Arrêt du 10 mai 2023  
 
Ire Cour de droit civil  
 
Composition 
Mmes et M. les Juges fédéraux 
Jametti, Présidente, Hohl et Rüedi. 
Greffier : M. Douzals. 
 
Participants à la procédure 
A.________ SA, 
représentée par Me Olivier Nicod, avocat, 
recourante, 
 
contre  
 
B.________, 
représenté par Me Alec Reymond, avocat, 
intimé. 
 
Objet 
compétence à raison de la matière (art. 59 al. 2 let. b et art. 60 CPC); modification de la demande (art. 230 CPC), 
 
recours en matière civile contre l'arrêt rendu le 4 avril 2022 par la Chambre des prud'hommes de la 
Cour de justice du canton de Genève 
(C/26550/2019-5; CAPH/48/2022). 
 
 
Faits :  
 
A.  
 
A.a. D'avril 2006 à juin 2019, B.________ (ci-après: l'administrateur, le demandeur ou l'intimé) a été administrateur puis administrateur secrétaire de A.________ SA (ci-après: la société, la défenderesse ou la recourante). Il est également titulaire de la moitié des actions de la société-mère de la société.  
 
A.b. Du 1 er janvier 2009 au 30 décembre 2016, l'administrateur a été salarié de la société.  
Le 30 décembre 2016, l'administrateur et la société ont résilié le contrat de travail d'un commun accord. 
L'administrateur a néanmoins continué de travailler pour la société. 
 
A.c. Par courriel du 21 décembre 2018, la société a confirmé à son propre conseil fiscaliste qu'un bonus de 363'360 fr. était dû à l'administrateur et devait lui être versé en janvier 2019.  

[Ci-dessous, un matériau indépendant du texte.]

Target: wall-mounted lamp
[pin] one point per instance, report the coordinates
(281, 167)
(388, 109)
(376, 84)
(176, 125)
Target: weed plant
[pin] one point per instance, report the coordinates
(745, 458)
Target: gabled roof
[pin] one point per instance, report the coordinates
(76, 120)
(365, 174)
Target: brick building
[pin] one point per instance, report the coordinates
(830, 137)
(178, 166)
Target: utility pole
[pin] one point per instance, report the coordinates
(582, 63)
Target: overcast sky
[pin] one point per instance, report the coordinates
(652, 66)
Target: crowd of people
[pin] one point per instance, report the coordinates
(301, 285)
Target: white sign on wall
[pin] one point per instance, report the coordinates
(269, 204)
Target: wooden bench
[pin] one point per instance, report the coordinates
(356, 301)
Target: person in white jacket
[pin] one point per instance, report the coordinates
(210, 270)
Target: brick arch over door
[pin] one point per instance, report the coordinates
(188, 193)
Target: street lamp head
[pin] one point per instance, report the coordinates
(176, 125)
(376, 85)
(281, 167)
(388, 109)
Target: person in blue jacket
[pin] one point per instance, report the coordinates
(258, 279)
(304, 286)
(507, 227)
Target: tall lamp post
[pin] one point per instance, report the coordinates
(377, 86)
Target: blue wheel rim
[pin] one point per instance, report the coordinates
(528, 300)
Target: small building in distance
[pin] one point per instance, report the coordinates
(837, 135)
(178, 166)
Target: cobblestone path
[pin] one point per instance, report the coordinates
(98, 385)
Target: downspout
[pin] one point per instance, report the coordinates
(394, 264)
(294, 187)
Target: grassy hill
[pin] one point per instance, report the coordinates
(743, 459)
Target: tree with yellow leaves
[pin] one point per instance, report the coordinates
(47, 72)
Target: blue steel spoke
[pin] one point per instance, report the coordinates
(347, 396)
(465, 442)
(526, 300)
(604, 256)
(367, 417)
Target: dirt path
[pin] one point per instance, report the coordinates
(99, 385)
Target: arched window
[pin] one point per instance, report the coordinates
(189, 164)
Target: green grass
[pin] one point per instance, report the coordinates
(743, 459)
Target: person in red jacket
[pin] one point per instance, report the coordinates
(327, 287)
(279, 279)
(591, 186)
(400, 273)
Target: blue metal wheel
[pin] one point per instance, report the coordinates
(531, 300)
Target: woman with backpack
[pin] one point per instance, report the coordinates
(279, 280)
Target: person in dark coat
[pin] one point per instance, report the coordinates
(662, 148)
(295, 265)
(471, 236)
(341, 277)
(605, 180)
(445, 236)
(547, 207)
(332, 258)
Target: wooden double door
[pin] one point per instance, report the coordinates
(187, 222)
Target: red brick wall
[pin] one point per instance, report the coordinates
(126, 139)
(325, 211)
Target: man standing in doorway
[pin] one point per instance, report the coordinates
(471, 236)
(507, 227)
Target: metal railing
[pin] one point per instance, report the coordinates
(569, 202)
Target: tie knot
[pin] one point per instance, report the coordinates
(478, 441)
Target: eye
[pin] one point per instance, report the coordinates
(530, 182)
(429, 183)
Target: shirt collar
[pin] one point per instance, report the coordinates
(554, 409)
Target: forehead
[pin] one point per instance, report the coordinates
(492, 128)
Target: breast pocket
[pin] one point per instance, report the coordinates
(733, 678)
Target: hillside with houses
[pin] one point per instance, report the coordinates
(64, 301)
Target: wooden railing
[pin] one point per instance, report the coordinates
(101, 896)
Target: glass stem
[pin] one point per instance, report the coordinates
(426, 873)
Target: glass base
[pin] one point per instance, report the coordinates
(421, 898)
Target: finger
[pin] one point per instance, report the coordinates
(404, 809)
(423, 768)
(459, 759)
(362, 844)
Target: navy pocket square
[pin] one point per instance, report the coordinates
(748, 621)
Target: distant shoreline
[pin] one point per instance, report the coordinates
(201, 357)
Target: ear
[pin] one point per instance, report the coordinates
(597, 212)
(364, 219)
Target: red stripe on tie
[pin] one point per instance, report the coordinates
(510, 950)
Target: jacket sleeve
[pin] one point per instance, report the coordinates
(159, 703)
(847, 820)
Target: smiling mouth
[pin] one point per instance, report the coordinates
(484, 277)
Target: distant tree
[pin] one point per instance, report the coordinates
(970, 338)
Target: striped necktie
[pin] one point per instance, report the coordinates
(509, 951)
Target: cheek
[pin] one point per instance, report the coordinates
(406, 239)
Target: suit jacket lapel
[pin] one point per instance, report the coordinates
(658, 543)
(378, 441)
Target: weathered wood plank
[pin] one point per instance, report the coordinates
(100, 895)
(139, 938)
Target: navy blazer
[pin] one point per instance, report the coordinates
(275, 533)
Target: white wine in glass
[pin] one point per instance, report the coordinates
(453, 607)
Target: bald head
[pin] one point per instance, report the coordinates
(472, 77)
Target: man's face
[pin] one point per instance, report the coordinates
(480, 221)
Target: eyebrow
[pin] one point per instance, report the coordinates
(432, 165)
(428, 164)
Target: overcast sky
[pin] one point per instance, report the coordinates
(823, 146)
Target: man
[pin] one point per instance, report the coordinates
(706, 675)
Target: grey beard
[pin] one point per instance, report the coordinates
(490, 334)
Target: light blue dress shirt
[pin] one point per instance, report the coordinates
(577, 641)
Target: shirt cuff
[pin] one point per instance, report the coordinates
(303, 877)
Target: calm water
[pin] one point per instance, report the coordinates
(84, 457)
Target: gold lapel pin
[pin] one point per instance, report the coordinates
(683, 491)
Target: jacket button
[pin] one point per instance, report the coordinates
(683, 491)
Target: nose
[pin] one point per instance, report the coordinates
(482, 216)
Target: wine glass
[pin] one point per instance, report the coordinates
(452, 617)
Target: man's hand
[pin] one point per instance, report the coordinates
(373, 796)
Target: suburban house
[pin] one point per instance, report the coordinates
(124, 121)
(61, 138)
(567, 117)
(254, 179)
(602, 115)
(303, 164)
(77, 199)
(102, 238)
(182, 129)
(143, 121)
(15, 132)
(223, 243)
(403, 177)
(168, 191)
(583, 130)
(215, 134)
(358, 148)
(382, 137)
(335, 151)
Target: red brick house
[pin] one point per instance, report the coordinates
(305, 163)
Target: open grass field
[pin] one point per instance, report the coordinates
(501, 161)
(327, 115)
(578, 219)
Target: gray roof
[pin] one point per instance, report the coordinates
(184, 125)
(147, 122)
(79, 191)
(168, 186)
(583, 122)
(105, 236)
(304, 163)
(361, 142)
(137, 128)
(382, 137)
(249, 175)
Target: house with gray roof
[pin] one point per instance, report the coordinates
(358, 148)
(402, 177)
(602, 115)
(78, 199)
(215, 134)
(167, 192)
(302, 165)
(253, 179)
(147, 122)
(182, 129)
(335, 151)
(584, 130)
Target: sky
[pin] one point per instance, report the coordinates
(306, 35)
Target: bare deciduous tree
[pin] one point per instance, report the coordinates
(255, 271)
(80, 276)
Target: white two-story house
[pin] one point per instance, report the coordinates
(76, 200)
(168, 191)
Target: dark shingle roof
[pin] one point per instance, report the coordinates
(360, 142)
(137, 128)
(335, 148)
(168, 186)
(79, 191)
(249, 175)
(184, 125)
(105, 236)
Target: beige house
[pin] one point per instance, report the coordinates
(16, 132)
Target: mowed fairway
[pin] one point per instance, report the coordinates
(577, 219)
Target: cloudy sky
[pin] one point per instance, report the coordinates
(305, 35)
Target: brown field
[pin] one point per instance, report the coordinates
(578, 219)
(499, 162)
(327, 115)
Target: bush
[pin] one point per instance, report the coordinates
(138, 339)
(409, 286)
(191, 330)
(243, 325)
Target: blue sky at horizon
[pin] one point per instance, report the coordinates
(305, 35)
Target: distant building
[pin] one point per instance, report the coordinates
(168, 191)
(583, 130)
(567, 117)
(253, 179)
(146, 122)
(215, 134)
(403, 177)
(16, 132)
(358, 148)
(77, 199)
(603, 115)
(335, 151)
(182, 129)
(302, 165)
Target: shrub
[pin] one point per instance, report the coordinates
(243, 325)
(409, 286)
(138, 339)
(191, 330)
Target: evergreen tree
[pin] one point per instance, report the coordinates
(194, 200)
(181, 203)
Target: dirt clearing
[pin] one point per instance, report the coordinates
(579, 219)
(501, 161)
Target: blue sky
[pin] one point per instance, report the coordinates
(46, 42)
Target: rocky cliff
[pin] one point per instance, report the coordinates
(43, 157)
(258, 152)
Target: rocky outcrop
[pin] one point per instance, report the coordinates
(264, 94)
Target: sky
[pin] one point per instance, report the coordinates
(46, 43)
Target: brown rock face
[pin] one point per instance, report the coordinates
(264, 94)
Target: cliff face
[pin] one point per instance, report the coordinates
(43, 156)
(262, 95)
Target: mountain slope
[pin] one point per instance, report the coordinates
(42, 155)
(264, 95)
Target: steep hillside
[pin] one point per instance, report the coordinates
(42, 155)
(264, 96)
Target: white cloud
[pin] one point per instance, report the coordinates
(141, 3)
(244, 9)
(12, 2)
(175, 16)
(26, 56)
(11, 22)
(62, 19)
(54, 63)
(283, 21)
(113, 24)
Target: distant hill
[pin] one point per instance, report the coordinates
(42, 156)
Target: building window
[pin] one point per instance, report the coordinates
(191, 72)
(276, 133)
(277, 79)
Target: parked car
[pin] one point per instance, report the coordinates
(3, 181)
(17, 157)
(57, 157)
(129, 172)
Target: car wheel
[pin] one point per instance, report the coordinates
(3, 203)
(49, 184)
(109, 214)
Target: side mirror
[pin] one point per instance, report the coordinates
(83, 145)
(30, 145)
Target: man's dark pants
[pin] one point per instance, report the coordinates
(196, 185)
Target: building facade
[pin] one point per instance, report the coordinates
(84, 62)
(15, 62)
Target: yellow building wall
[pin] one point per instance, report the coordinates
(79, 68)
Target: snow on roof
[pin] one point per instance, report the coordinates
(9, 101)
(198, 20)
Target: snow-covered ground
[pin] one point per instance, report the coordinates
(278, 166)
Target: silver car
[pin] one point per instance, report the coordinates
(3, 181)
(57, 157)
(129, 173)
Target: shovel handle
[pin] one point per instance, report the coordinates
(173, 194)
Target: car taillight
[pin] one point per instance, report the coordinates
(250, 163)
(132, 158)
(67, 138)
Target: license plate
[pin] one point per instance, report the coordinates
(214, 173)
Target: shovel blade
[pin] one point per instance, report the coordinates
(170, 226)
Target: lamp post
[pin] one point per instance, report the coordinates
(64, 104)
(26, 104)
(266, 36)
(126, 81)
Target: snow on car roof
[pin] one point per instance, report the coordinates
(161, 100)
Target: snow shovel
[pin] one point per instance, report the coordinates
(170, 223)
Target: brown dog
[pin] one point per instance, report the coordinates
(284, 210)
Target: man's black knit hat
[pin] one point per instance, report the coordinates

Le 11 janvier 2019, la société a validé l'approche proposée par sa fiduciaire, consistant à inclure le montant de 363'360 fr. dû à l'administrateur dans la comptabilité de janvier 2019. 
Le 18 janvier 2019, la fiduciaire a indiqué à la société que le bonus de 363'360 fr. de l'administrateur aurait des répercussions sur le calcul des charges sociales. Plusieurs échanges de courriels sont intervenus sur cette question entre la fiduciaire et la société. 
 
A.d. Le 3 mai 2019, la société a résilié avec effet immédiat les rapports de travail la liant à l'administrateur, au motif de performances insuffisantes.  
Après que l'administrateur a indiqué à la société qu'il considérait que ledit congé était tardif et qu'il n'avait pas été précédé d'un avertissement, la société lui a notifié une nouvelle résiliation ordinaire du contrat de travail le 31 mai 2019 pour le 31 juillet 2019. 
 
B.  
Après que la tentative de conciliation a échoué, l'administrateur a déposé sa demande auprès du Tribunal des prud'hommes du canton de Genève le 15 avril 2020, concluant à ce que la société fût condamnée à lui verser divers montants pour une somme totale de 997'431 fr. 15, intérêts en sus, dont 363'360 fr. à titre de salaire variable pour l'année 2018, et à ce que le tribunal prononçât la mainlevée définitive de l'opposition formée par la société contre le commandement de payer qu'il lui avait fait notifier pour ce dernier montant. 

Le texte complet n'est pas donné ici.